Kozmik Zarafet: Amor Garibovic & Özge Gürel
- Magnet Quarterly
- 9 saat önce
- 4 dakikada okunur
Kendi adını taşıyan markasıyla göz alıcı tasarımlara imzaatan Amor Garibovic, ağırlıklı olarak “couture” çalışsa da koleksiyonlarında “pret-a- couture” parçalara da yer veriyor. Tasarımı bir hikâye anlatma biçimi olarak gören ve koleksiyonlarında kadının gücünü yansıtmayı amaçlayan Amor Garibovic, Magnet Quarterly’nin “Yıldız” temalı sayısı için başarılı oyuncu Özge Gürel’i giydirdi.

Amor Garibovic
Koleksiyonlarında kadının gücünü yansıtmayı amaçlıyorsun. “Phoenix Bloom” couture koleksiyonunda da güçlü kadın figürünü temsil eden heykelsi formlar dikkat çekiyor. Koleksiyonun yaratım sürecinden ve ilham kaynaklarından bahseder misin?
Phoenix Bloom benim için sadece bir koleksiyon değil, bir kadının küllerinden yeniden doğuşunun, kendi doğasıyla olan dansının simgesi. Hibiscus çiçeğinin narin ama dirençli yapısıyla “phoenix” yani Zümrüdüanka kuşunun yeniden doğan gücünü bir araya getirdim. Heykelsi formlar, kristal işlemeler, zengin dokular... Her detay kadının içsel gücünü ve dönüşümünü anlatıyor. Yaratım süreci, hem teknik hem duygusal anlamda oldukça yoğun ve özeldi.
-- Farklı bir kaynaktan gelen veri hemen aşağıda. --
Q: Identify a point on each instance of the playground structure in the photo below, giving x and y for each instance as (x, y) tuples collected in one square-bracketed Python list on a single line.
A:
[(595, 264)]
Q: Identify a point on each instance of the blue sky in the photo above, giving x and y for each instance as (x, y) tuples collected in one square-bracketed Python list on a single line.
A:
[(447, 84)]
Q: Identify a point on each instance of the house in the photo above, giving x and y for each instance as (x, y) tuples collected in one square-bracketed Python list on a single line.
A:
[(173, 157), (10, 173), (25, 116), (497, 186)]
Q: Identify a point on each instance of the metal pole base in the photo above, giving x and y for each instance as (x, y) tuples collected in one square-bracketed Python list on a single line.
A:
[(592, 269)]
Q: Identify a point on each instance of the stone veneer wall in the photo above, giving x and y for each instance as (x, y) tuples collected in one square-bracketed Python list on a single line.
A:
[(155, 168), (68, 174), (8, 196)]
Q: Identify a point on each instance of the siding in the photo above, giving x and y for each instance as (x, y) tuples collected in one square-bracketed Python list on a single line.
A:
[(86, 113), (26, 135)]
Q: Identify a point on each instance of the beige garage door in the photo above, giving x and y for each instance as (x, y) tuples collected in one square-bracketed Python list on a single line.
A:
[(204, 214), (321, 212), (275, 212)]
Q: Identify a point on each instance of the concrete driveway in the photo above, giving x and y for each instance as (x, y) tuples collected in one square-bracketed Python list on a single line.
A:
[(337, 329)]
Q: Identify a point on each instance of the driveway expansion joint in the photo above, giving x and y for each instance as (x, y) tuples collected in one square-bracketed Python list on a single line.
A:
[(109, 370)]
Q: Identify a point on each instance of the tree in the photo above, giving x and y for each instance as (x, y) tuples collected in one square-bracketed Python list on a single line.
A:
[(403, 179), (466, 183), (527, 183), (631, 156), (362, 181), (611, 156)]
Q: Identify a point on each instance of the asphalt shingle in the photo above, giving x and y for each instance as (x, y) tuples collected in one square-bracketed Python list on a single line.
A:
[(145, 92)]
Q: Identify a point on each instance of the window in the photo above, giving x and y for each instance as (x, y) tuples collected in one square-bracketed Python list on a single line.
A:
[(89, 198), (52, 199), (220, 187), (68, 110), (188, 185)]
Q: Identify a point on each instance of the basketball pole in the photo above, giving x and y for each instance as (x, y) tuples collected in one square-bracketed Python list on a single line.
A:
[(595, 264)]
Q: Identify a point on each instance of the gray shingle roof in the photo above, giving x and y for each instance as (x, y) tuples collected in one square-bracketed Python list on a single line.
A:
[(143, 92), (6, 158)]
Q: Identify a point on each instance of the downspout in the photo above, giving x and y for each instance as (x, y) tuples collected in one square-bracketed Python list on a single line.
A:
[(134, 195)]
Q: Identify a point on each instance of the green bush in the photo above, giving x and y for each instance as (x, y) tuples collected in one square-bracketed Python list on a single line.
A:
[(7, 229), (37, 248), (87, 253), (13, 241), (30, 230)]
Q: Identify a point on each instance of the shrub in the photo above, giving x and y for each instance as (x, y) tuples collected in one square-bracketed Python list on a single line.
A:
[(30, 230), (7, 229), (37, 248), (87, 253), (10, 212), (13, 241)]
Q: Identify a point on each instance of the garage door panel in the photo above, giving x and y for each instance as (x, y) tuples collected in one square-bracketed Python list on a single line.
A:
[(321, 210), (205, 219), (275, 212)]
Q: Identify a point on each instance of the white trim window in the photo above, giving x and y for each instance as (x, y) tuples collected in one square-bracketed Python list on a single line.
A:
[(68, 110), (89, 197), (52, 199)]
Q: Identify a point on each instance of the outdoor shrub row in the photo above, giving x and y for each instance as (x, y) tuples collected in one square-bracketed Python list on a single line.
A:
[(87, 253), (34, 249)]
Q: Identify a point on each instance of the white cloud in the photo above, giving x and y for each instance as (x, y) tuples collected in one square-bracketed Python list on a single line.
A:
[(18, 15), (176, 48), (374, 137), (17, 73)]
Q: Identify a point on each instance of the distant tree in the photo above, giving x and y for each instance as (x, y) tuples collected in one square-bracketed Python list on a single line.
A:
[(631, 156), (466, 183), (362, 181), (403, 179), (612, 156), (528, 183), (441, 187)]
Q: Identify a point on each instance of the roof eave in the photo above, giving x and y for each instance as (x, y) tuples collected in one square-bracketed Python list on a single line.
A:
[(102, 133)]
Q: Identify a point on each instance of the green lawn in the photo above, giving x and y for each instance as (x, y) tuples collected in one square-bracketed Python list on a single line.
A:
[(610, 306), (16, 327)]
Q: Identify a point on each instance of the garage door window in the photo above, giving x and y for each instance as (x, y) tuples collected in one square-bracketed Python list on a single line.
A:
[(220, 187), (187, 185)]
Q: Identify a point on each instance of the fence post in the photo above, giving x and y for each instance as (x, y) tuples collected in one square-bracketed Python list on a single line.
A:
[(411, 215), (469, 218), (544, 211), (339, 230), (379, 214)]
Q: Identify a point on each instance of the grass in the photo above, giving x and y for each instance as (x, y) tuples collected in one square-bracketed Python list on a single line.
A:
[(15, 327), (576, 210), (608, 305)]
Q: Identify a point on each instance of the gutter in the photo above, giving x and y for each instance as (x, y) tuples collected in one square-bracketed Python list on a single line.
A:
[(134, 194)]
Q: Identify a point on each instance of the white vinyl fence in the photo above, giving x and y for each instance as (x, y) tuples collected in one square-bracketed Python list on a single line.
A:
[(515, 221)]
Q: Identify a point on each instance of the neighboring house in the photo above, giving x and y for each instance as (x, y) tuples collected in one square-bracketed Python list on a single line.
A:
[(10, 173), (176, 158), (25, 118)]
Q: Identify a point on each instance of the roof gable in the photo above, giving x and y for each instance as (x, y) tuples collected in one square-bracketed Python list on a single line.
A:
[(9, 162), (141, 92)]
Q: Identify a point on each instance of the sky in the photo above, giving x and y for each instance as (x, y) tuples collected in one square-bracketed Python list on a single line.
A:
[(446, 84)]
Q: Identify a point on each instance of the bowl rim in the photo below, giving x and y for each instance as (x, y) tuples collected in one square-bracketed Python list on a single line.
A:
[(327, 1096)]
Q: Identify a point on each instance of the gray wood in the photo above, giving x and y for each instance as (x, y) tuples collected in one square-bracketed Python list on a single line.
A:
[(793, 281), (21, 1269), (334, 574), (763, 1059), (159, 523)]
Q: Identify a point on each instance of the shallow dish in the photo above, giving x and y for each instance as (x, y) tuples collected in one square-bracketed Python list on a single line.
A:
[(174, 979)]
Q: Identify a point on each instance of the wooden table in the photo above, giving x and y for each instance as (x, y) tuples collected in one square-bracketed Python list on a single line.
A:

Bu koleksiyon, uzun süredir içimde büyüttüğüm bir hikâyenin podyuma yansıması.
Kendini ve yeteneklerini ilk olarak nasıl keşfettin? Sırbistan’dan Türkiye’ye uzanan tasarım yolculuğun nasıl gelişti?
Daha dört yaşındayken çizim yapmaya başladım ve ilk çizdiğim şey bir kadın ayakkabısıydı. Küçük yaşlarda gelişen bu merakım zamanla tutkuya dönüştü. Çizim yapmak benim için her zaman en büyük keyifti ve çizdiğim her şey sonunda bir şekilde modaya çıkıyordu. Bu yüzden bu yolda ilerlemek çok doğal bir gelişim oldu. Tasarım yolculuğum Sırbistan’da başladı, ardından İtalya’ya uzandı ve son durağı Türkiye oldu. Ama elbette bu son değil, devamı geliyor. Her ülke bana bambaşka bakış açıları kattı, farklı duygular, disiplinler ve estetik anlayışlar getirdi. Hepsi tasarım dilimi besleyen çok kıymetli duraklar oldu. Şimdi ise yepyeni projelerle bu yolculuğu daha da ileri taşımaya hazırlanıyoruz.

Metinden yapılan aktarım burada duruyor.